Skouriès, la montagne d'or qui révolte les "Indignés" grecs

En Chalcidique, au nord-est de la Grèce, un groupe canadien souhaite rouvrir une mine d'or. Enjeu : la production, à Skouriès, de 12 tonnes d'or par an. Mais si la plupart des habitants de la proche ville côtière de Stratoni se frottent les mains, les défenseurs de la nature, eux, ne décolèrent pas. Et ne désarment pas, malgré la crise que l'on sait.
Mine de Skouriès.

«En 2016, la Grèce pourra devenir le premier producteur d'or de l'Union européenne, dépassant la Finlande(1) », jubile Kostas Georgantzis. Derrière ses lunettes fines, le représentant de l'entreprise minière Eldorado Gold a les yeux qui scintillent. « 400.000 onces d'or par an (environ 12 tonnes), s'ébahit-il, c'est ce que nous produirons si la Cour suprême grecque nous autorise à opérer sur la montagne de Skouriès. La haute juridiction doit en e? et statuer « très prochainement » sur la légalité des études environnementales soumises par l'entreprise. Mais ce qui pourrait être un feu vert pour Eldorado Gold sera à l'inverse un horrible couperet pour de nombreux défenseurs de la montagne de Skouriès.

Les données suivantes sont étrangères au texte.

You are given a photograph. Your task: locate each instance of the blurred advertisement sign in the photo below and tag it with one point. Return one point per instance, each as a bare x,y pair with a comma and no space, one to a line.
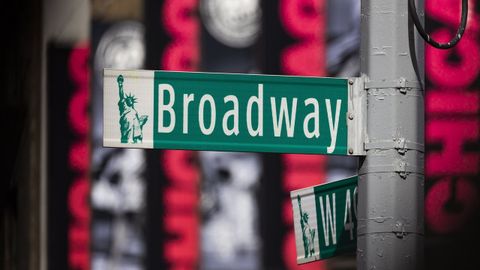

180 hectares d'arbres seraiant abattus

Malgré la récession qui sévit depuis six ans en Grèce, Eldorado Gold fait des affaires. Le groupe canadien a beaucoup investi via sa filiale Hellas Gold depuis 2008, jetant son dévolu sur la Chalcidique, au nord-est, déjà réputée dans l'Antiquité pour son potentiel aurifère.
Dans la ville côtière de Stratoni, où siège l'entreprise, Kostas Georgantzis admire le nouvel empire montagneux depuis la fenêtre de son bureau : après avoir obtenu les permis pour la montagne de Perama en 2008, Eldorado Gold a obtenu en 2011 les permis pour les sites d'Olympiadas (plomb, zinc, argent, or), de Stratoniki (plomb, zinc, argent) et surtout Skouriès (or, cuivre). Un ensemble appelé les « mines de Kassandra ». La compagnie emploie désormais quelque 1.100 salariés, « dont 99% de Grecs », souligne Eduardo Moura, vice-PDG d'Hellas Gold. « Nous sommes l'une des rares sociétés à recruter en ces temps difficiles, assure-t-il. Nous investirons près d'un milliard de dollars en Grèce durant les cinq prochaines années. » Insatiable, Eldorado Gold lorgne aujourd'hui sur trois nouveaux domaines de la région : Piavitsa, Fisoka, Tsikara.
Des routes sinueuses et boisées mènent au site d'Olympiadas. Au sommet de la montagne, la végétation se fait plus rare pour laisser place à un imposant bâtiment industriel. À l'intérieur d'immenses cuves installées par Hellas Gold, une mixture grise bouillonne bruyamment. Alentour, les arbres, abattus, ont laissé la place à une plaine grisâtre. « Le processus de flottation et l'exploration nécessitent l'abattage des arbres, admet Kostas Georgantzis, mais nous nettoierons le chantier et replanterons la végétation. » Pour des centaines d'habitants et d'écologistes qui ont déposé des recours devant la justice, ce complexe minier ternira bientôt la colline verdoyante de Skouriès. Eldorado Gold souhaite y creuser des mines à ciel ouvert et opérer dès 2014. Pendant environ trente ans, la compagnie veut tester sur « la montagne d'Aristote » un nouveau processus d'extraction : le « Flash smelting » (fusion flash). Depuis l'obtention d'un permis, Eldorado Gold a lancé son chantier. Cent quatre-vingts hectares d'arbres devront être abattus, soit « 0,09°% de la forêt de Chalcidique. », tempère la société.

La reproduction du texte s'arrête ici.